TECTONIC EVOLUTION OF THE CENTRAL DEATH VALLEY RHOMBOCHASM, SOUTHEASTERN CALIFORNIA
The basin-fill of the rhombochasm consists of four distinct allostratigraphic units formed in four successive regional stages of basin-range tectonism. Each of these four tectonic stages is distinct in its characteristic strain regime and pattern of extension-related magmatism. In the first two stages, from ≈14.5 to ≈12 and from ≈12 to ≈7 Ma, the rhombochasm was a supradetachment basin, floored by a metamorphic-intrusive core complex. In the two remaining stages, from ≈7 to ≈4 Ma and from ≈4 Ma to present, progressively higher-angle faults have cut across the abandoned detachment fault, forming numerous smaller basins that are nested within the original detachment-floored area of the rhombochasm, including Badwater basin. Tectonic dissection related to these younger crosscutting basins provides unparalleled exposures of both the upper and lower plates of the early supradetachment basin.

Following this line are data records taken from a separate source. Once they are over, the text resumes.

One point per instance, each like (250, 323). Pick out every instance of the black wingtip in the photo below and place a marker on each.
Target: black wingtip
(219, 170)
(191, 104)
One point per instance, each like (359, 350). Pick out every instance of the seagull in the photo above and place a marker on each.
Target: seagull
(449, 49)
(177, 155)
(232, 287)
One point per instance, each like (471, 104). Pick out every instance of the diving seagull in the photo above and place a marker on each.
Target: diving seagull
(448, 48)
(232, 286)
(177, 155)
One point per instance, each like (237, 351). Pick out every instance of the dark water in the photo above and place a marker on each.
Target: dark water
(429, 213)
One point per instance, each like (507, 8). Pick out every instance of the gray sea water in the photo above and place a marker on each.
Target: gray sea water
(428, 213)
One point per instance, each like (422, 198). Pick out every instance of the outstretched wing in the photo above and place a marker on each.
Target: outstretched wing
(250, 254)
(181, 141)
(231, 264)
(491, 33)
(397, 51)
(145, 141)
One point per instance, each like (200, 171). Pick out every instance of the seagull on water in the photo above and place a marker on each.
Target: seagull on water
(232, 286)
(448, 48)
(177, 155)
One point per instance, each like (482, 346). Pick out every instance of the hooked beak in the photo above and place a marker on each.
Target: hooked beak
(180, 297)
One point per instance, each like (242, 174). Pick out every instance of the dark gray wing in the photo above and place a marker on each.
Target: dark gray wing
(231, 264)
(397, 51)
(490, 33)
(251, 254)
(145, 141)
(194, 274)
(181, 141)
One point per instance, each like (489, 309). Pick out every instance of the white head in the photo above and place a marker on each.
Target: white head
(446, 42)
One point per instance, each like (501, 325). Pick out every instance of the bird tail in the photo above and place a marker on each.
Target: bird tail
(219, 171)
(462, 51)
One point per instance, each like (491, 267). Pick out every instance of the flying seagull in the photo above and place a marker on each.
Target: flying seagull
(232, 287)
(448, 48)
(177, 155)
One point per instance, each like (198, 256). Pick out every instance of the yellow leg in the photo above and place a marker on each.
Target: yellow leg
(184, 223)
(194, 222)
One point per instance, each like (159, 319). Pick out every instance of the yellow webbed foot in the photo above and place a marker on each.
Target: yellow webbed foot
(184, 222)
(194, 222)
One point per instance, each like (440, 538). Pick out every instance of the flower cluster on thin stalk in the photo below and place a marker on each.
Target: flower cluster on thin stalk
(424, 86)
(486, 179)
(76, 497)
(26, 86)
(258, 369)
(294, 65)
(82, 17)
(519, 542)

The tectonic evolution of the rhombochasm is presented in a series of sequential palinspastic reconstructions, in both map view and cross sections. It is particularly notable that detachment faulting, although very important in the evolution of the rhombochasm, has been neither a defining nor an enduring feature of it. Moreover, the initial formation of the detachment fault was evidently a separate, larger-scale event that at least slightly predated the formation of the rhombochasm along it.